The fact that Badi/Bud suffers from debilitating clinical depression and an anxiety disorder further exacerbated by a lifetime of bullying from his classmates and the subsequent lack of understanding by his own family members definitely tore at my heartstrings on numerous occasions. When Stella poignantly described a face of abject misery staring back in the mirror and then proceeded to boil down the essence of Bud's compulsions down to a mole on his cheek that he obsessively scratched to the point of bleeding, I felt my own hand raise to my skin to brush away an itch I did not feel but only sensed in the blackest recesses of my soul for this lost young boy.

You'd think from of all of this that Permanent Record was a very sad, difficult book to read.

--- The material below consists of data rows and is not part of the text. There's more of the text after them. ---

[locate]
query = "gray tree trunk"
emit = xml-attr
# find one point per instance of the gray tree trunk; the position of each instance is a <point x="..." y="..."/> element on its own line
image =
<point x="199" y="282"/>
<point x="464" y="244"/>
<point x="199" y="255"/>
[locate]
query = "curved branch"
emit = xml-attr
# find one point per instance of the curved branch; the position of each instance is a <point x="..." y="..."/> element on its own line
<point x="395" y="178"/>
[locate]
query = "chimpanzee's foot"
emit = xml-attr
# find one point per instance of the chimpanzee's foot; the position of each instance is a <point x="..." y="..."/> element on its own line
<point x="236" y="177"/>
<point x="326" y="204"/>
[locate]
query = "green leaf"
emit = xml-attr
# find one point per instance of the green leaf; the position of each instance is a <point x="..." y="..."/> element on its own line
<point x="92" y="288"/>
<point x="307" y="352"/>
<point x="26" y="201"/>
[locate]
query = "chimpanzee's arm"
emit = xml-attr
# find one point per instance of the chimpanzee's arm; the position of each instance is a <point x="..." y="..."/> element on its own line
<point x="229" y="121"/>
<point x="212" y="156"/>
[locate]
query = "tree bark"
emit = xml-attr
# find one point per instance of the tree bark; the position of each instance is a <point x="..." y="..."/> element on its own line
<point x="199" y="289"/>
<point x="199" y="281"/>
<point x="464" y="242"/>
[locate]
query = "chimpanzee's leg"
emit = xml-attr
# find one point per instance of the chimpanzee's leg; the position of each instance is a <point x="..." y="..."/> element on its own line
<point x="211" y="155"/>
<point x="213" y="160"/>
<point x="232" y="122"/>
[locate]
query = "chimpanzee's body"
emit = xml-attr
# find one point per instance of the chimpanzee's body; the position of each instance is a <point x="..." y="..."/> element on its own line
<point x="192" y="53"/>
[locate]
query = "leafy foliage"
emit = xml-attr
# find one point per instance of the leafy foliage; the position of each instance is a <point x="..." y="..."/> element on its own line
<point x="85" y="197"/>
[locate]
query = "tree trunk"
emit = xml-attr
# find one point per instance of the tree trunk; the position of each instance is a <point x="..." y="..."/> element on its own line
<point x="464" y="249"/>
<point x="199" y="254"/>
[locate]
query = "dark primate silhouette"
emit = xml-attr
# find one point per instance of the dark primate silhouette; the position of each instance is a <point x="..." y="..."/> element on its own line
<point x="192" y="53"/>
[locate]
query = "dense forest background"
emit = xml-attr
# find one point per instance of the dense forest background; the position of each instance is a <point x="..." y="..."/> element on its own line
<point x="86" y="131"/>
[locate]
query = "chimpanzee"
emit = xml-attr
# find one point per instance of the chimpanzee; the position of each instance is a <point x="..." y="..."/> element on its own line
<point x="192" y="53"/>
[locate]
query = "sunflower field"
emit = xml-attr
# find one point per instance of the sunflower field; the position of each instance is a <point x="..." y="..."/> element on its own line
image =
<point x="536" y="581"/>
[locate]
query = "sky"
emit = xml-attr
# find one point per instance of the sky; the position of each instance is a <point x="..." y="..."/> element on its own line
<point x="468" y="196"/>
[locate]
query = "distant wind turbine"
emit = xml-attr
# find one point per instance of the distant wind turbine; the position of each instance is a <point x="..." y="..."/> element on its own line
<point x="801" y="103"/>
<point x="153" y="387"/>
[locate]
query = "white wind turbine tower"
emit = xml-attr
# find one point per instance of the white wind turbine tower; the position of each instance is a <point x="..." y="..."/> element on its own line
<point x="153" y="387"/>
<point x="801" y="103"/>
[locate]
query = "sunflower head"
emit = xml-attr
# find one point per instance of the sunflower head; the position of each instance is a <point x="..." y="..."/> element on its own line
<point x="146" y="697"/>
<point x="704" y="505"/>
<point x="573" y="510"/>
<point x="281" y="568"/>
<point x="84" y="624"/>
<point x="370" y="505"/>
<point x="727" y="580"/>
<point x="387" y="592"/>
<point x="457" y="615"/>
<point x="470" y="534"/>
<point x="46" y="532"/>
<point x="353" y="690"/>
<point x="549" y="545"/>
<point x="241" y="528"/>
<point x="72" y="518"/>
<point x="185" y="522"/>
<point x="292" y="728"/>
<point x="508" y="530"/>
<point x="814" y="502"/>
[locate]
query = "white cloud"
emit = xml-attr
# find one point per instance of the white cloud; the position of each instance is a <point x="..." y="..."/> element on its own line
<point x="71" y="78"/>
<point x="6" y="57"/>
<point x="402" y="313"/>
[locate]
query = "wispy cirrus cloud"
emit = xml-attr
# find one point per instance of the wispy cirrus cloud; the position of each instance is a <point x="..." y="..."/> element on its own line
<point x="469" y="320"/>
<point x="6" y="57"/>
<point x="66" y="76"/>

On the contrary, it was anything but -- this is a book that leaves you laughing, crying, and smiling to yourself at the resilience of spirit that lies dormant in even the most broken of us all.

Bud as a narrator is smart, at times a bit morose, but absolutely funny, and his observations of the world around him are keen and on point. He can break your heart and have you in stitches all in the same breath. He goes past the term "adorkable" and into a territory all his own.

Stella deftly weaves the Iranian culture into her work, and anyone coming from an immigrant background or raised in a first-generation family will be able to empathize with the dynamic that she portrays.